Eduardo Fernández (born 18 October 1940) is a Venezuelan politician and lawyer. He was elected to the Venezuelan Chamber of Deputies in 1968, serving until 1989 (with an interruption to serve as the Deputy Secretary General of the Presidency for Rafael Caldera, until 1974), and was a presidential candidate for COPEI in 1988. He has also served as President of the Christian Democrat International.

==Background==
Fernández gained a law degree from Andrés Bello Catholic University in 1963, and graduate degrees in economic development and political science at the International Institute of Social Studies in the Netherlands in 1965 and Georgetown University in the United States in 1967, respectively. He then returned to Venezuela, joining the faculty of Andrés Bello Catholic University.

==Political career==
Fernández was elected to the Venezuelan Chamber of Deputies in 1968. Soon after his election he took leave from Congress to serve in the cabinet of Rafael Caldera, as the Deputy Secretary General of the Presidency. He returned to Congress in 1974, following the election of Carlos Andrés Pérez, and was re-elected for successive terms until 1989. In 1989 he was elected President of the Christian Democrat International.

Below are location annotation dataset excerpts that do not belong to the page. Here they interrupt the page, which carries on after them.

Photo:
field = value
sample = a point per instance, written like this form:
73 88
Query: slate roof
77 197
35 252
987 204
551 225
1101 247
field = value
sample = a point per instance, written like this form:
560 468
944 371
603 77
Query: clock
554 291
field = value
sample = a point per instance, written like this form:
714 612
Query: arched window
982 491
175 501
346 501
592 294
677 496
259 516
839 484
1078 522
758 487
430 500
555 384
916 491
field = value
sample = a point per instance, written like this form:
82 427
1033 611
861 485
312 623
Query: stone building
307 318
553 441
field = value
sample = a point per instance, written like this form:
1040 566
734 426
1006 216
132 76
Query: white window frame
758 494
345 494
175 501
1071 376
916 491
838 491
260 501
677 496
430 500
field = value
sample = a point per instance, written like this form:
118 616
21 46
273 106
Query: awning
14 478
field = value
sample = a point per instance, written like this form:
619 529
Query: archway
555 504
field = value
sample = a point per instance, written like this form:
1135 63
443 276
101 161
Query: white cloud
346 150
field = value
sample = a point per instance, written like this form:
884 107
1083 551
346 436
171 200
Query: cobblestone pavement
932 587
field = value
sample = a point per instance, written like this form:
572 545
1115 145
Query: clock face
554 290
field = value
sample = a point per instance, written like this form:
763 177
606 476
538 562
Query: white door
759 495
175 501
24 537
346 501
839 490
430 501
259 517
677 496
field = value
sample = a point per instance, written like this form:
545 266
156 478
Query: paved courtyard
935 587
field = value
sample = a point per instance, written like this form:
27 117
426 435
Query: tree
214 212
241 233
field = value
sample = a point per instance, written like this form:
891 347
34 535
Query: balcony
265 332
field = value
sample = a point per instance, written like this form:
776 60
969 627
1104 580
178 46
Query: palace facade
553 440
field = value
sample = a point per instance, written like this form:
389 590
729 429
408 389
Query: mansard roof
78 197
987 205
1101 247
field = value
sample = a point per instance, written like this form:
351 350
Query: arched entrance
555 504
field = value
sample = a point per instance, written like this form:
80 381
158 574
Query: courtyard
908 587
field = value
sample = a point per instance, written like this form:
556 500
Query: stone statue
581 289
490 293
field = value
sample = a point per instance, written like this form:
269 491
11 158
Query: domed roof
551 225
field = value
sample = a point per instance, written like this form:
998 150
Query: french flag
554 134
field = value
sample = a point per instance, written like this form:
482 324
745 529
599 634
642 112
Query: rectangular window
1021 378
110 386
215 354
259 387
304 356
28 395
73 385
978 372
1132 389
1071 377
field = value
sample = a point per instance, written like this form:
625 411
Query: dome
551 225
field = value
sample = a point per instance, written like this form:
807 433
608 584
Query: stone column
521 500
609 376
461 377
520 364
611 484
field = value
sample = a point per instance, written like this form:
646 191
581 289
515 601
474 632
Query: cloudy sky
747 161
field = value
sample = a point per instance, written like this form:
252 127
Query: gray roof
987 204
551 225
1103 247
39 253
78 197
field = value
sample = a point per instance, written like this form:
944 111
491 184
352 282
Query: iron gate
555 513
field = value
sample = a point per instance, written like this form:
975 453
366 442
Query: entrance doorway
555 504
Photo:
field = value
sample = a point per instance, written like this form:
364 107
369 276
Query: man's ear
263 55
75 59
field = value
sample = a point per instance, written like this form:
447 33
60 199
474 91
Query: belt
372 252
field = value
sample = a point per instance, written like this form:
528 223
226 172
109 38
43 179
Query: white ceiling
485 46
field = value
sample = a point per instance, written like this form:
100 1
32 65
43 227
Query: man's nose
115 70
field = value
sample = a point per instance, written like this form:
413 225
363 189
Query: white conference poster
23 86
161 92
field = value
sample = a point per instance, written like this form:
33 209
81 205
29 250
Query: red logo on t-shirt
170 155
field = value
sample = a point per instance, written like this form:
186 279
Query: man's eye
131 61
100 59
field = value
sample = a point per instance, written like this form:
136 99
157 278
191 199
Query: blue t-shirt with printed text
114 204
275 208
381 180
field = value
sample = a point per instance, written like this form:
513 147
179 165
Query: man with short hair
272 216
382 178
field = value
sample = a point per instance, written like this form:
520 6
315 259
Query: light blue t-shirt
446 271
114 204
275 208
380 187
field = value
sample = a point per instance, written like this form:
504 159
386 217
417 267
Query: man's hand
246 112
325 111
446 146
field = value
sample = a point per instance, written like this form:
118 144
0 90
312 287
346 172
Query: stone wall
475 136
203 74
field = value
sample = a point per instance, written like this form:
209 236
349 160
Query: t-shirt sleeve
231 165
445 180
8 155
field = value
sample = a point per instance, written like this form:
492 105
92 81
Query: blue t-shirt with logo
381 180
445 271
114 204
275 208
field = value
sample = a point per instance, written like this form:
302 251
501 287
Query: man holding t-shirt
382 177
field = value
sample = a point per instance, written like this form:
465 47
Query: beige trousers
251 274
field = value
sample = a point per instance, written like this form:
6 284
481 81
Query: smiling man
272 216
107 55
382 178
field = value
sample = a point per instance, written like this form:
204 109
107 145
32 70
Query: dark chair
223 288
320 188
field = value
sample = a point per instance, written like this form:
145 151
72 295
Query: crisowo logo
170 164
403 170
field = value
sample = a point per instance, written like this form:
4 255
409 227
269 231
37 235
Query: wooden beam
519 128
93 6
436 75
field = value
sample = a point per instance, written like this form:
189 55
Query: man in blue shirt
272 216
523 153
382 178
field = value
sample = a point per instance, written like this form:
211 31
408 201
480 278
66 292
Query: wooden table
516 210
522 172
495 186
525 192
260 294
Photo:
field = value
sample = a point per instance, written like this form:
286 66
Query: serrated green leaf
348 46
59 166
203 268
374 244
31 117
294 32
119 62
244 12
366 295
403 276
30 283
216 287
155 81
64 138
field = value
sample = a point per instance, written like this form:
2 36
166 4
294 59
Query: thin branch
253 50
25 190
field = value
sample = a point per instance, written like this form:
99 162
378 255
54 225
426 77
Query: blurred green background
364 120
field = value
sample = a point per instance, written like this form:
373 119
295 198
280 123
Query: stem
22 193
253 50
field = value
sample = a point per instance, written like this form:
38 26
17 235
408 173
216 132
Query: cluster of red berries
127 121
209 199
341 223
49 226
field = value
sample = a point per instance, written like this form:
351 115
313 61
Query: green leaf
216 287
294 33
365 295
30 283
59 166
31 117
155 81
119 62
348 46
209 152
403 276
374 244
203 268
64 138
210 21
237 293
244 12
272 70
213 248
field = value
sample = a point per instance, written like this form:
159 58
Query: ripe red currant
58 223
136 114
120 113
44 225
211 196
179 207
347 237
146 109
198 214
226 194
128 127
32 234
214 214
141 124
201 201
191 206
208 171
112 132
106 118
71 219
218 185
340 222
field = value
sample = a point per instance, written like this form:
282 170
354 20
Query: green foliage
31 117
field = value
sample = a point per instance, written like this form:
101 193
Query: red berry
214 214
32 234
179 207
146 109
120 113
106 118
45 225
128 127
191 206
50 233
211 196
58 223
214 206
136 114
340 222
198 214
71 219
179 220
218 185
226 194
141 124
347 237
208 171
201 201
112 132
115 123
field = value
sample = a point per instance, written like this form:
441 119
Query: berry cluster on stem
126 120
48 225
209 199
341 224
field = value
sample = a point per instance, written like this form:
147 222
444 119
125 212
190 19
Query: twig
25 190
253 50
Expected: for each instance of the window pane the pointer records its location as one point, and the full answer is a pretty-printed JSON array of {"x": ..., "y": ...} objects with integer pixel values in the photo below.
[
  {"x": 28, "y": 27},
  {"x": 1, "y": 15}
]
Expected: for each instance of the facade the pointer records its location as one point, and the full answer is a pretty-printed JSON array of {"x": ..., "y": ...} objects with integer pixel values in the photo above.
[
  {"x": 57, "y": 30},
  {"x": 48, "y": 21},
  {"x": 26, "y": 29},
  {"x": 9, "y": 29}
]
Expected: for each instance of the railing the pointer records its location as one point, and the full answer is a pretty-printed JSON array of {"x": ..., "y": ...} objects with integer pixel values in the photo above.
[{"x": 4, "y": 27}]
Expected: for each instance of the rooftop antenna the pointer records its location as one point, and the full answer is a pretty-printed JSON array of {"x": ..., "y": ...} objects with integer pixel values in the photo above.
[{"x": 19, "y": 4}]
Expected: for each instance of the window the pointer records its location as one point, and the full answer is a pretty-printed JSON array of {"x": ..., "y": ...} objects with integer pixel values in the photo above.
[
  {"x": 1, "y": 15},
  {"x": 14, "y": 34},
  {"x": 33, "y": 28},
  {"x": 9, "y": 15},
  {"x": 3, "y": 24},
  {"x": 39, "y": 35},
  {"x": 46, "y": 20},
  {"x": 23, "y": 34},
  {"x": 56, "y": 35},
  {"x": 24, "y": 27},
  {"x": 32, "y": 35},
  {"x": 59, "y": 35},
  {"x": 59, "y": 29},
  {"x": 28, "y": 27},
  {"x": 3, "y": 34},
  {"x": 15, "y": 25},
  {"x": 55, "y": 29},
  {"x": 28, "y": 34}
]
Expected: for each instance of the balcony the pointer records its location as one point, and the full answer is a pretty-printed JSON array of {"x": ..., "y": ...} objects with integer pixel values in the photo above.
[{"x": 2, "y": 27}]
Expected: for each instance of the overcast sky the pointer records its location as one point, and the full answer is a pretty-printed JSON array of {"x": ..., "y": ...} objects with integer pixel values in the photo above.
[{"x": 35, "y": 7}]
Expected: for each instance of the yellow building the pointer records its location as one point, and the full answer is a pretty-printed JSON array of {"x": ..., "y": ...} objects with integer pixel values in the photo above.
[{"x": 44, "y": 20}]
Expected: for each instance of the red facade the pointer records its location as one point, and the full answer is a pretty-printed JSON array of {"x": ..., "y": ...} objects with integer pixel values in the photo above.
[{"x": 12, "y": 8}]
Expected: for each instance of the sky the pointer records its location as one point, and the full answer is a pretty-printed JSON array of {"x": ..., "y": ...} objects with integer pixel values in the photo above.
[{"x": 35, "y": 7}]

Fernández was a presidential candidate for COPEI in the 1988 Venezuelan general election, losing to Carlos Andrés Pérez of Democratic Action. On 25 April 1993 COPEI held open primary elections to choose a presidential candidate for the 1993 Venezuelan presidential election; almost 20% of Venezuela's then 9.8 million voters participated in the primary. Fernández lost to the Governor of Zulia, Oswaldo Álvarez Paz, who had resigned his position as Governor to run. Fernández again sought the COPEI presidential nomination for the 1998 Venezuelan presidential election, this time losing to Irene Saez.

==Other activities==
- President of the Aristides Calvani International Training Center - IFEDEC.
- President of the Venezuelan think tank, Fundación Pensamiento y Acción, and was President of the Madrid-based center for political education, Fundación Popular Iberoamericana, for a number of years.
- Member of Board of Trustees of the Universidad Metropolitana in Caracas
- Member of the Board of Regents of the Instituto de Estudios Superiores de Administración (IESA).